Utopia or Dystopia?
An optimist acknowledges that progress has a dark side.
The Driver in the Driverless Car: How Our Technology Choices Will Create the Future
By Vivek Wadhwa with Alex Salkever.
Berrett-Koehler Publishers, Inc. 2018. 214 pages.
As an academic researcher, writer, and frequent speaker, Vivek Wadhwa specializes in “exponentially advancing technology” and its impact on our lives. In this new book, he urges readers to help shape a technological future that ensures a utopia, not a dystopia—or as he puts it, Star Trek, not Mad Max. There is no going back to a simpler, less connected past, he writes, only certainty of continued rapid advance. And while many people may feel overwhelmed by changes in robotics, synthetic biology, 3-D printing, and security and privacy challenges, few of us would opt to forgo our smart phones or Internet connectivity. We therefore need to be aware, ready, and involved, recognizing that our choices can lead to a world “in which we focus our lives on the attainment of knowledge and betterment of humankind,” or a frightening, alienating future “in which civilization destroys itself.” Written with the help of Alex Salkever, The Driver in the Driverless Car explores present and future technological advances and the benefits, as well as dangers, they will bring. For Wadhwa, a distinguished fellow at Carnegie Mellon University’s College of Engineering and contributor to Prism and other publications, the essential question is how we can “better shape and control the forces of [our world] in ways that give us more agency and choice.”
Wadhwa, who declares his optimism from the outset, discusses a future that could support productive, happy lives. We will be freed from the burden of work and enriched with unlimited energy, personalized health care and education, driverless cars, and “all the material things we need.” Chapter 6, for example, describes a typical future teen whose avatar instructor, Clifford, uses information about his pupil’s learning style, as well as real-time levels of interest, fatigue, or confusion, to support individualized instruction. His student’s enthusiasm for Egyptian pyramids prompts Clifford to design geometry lessons based on the structures’ mathematics, and a virtual reality tour that allows the student to feel “in the middle of history and following the minds of the Egyptian builders.” A human coach is on hand, not to lecture but to support, asking and answering questions, recommending reading and exercises, and guiding the physical side of Clifford’s lessons. Skeptical readers may challenge such an idealized vision of future education, particularly when Wadhwa suggests that it will be available to everyone. Yet, he points out, innovative use of technology already has enabled greater access to learning. Take Sugata Mitra, known for introducing Internet-enabled computers to impoverished youth in New Delhi. For his successful Schools in the Cloud project, Mitra offers minimal curriculum, allowing the users to guide their own learning. The key, he found, is the group dynamic, which spurs engagement, creativity, and a desire to teach one another.
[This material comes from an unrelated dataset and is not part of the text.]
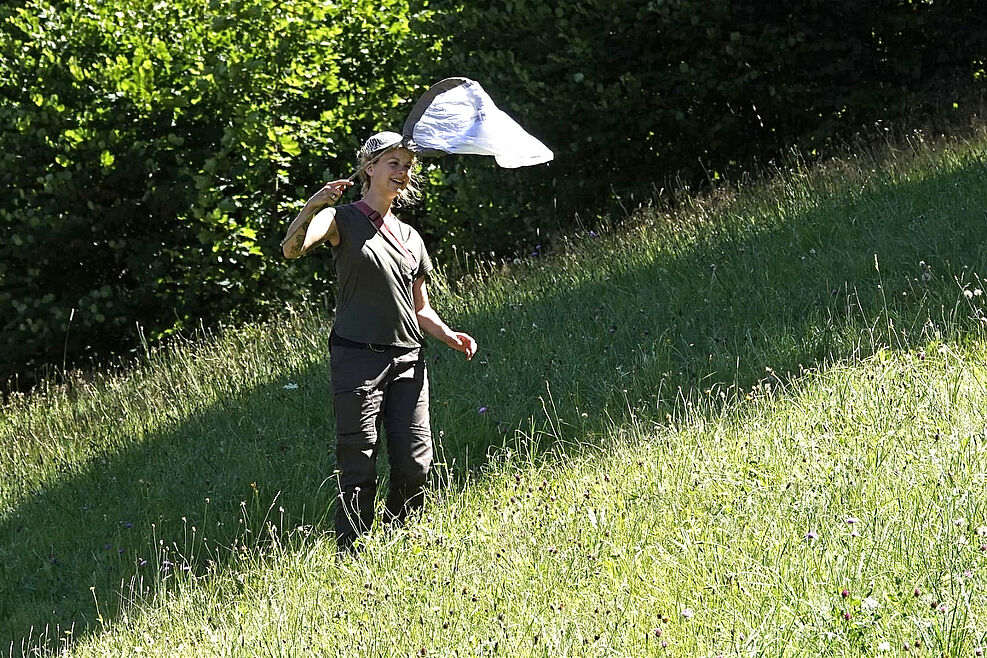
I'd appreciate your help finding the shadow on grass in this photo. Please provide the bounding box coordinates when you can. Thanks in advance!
[0,141,987,653]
Other chapters explore developments in health, transportation, food, energy, security and privacy, work, and government. While his optimism dominates, Wadhwa probes dangers and issues throughout, asking about equal access (Part Two), risks and rewards (Part Three), and whether technology will foster autonomy or dependence (Part Four). In Chapter 8, he provocatively asks, “Should robots kill people?” Noting how, in 2015, Elon Musk, Stephen Hawking, and Steve Wozniak led a call to ban autonomous killing machines—an open petition that gained 20,000 signatures—the author discusses concerns of granting robots unlimited autonomy. Yet he also counters that robots programmed to not shoot women and children might prove safer than humans prone to panic and confusion. Would the My Lai massacre have transpired if robots had been in charge?
The value of this book rests in discussions that push readers to acknowledge and debate technology’s incursions into key areas of our lives and societies. Not the least of our challenges will be psychological adjustments—in trusting our lives to a self-driving car, for example, and relinquishing the sense of independence and excitement we once enjoyed in controlling our dangerous, thrilling, mechanical cars. From Wadhwa’s account of his first experience in a Tesla, this adjustment was easy. Five minutes into the ride, he writes, “curiosity got the better of me,” and he gave autopilot a go. Within 20 minutes, he had one hand on the wheel and was checking e-mail with the other.
Review by Robin Tatu
Robin Tatu is Prism’s senior editorial consultant.